本発明のIgA産生促進用組成物に用いるSLPは、ラクトバチルス属に由来し、S-layerを発現している菌種のうち、当該作用を有するものであればどのようなものでも用いることができる。SLPもしくはSLP様タンパク質を発現している菌種としてはラクトバチルス・アシドフィルス(Lactobacillus acidophilus)、ラクトバチルス・クリスパタス(Lactobacillus crispatus)、ラクトバチルス・アミロボラス(Lactobacillus amylovorus)、ラクトバチルス・ガリナラム(Lactobacillus gallinarum)、ラクトバチルス・キタサトニス(Lactobacillus kitasatonis)、ラクトバチルス・ガセリ(Lactobacillus gasseri)、ラクトバチルス・ジョンソニー(Lactobacillus johnsonii)、ラクトバチルス・ブレビス(Lactobacillus brevis)、ラクトバチルス・ブフネリ(Lactobacillus buchneri)、ラクトバチルス・ファーメンタム(Lactobacillus fermentum)、ラクトバチルス・ヘルベティカス(Lactobacillus helveticus)、ラクトバチルス・ケフィリ(Lactobacillus kefiri)、ラクトバチルス・パラケフィリ(Lactobacillus parakefiri)が挙げられ、このうちでもラクトバチルス・アシドフィルス、ラクトバチルス・アミロボラス、ラクトバチルス・ブフネリ、ラクトバチルス・ブレビス、又はラクトバチルス・ヘルベティカスがより好ましい。
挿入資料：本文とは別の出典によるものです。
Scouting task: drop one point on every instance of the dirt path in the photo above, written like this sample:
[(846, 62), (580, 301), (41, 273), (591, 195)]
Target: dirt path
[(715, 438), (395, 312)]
また、本発明のSLPは、菌体から必ずしも精製されたものである必要はなく、SLPを含む菌体自体や培養物としても用いることができるが、精製したSLPがより好ましい。菌体自体は、生菌体でも死菌体でもよい。
【0014】
(IgA産生促進用組成物の製造方法)
本発明の有効成分であるSLPは以下の方法に従って乳酸菌菌体より精製することができる。SLPの精製は種々の公知の精製法を利用すればよく、典型的な方法を以下に示す。対象とするラクトバチルス属乳酸菌をMRS液体培地などの液体培地、もしくは脱脂乳で十分に培養した後に菌体を回収し、必要に応じて洗浄を行う。菌体は、寒天培地などに生育させたコロニーから回収してもよい。得られた菌体をそのまま、もしくは凍結乾燥した後に、塩化リチウム、尿素、塩酸グアニジンなどのカオトロピック試薬溶液で懸濁、攪拌して菌体表層のSLPを可溶化する。可溶化したSLPを含む溶液から固形物を除いた後、透析などによってカオトロピック試薬を除き、SLPを析出させる。析出したSLPを回収後、必要に応じて洗浄を行い、本発明に用いる精製SLPとすることができる。さらに純度を高めたい場合にはクロマトグラフィー等でさらに精製することが好ましい。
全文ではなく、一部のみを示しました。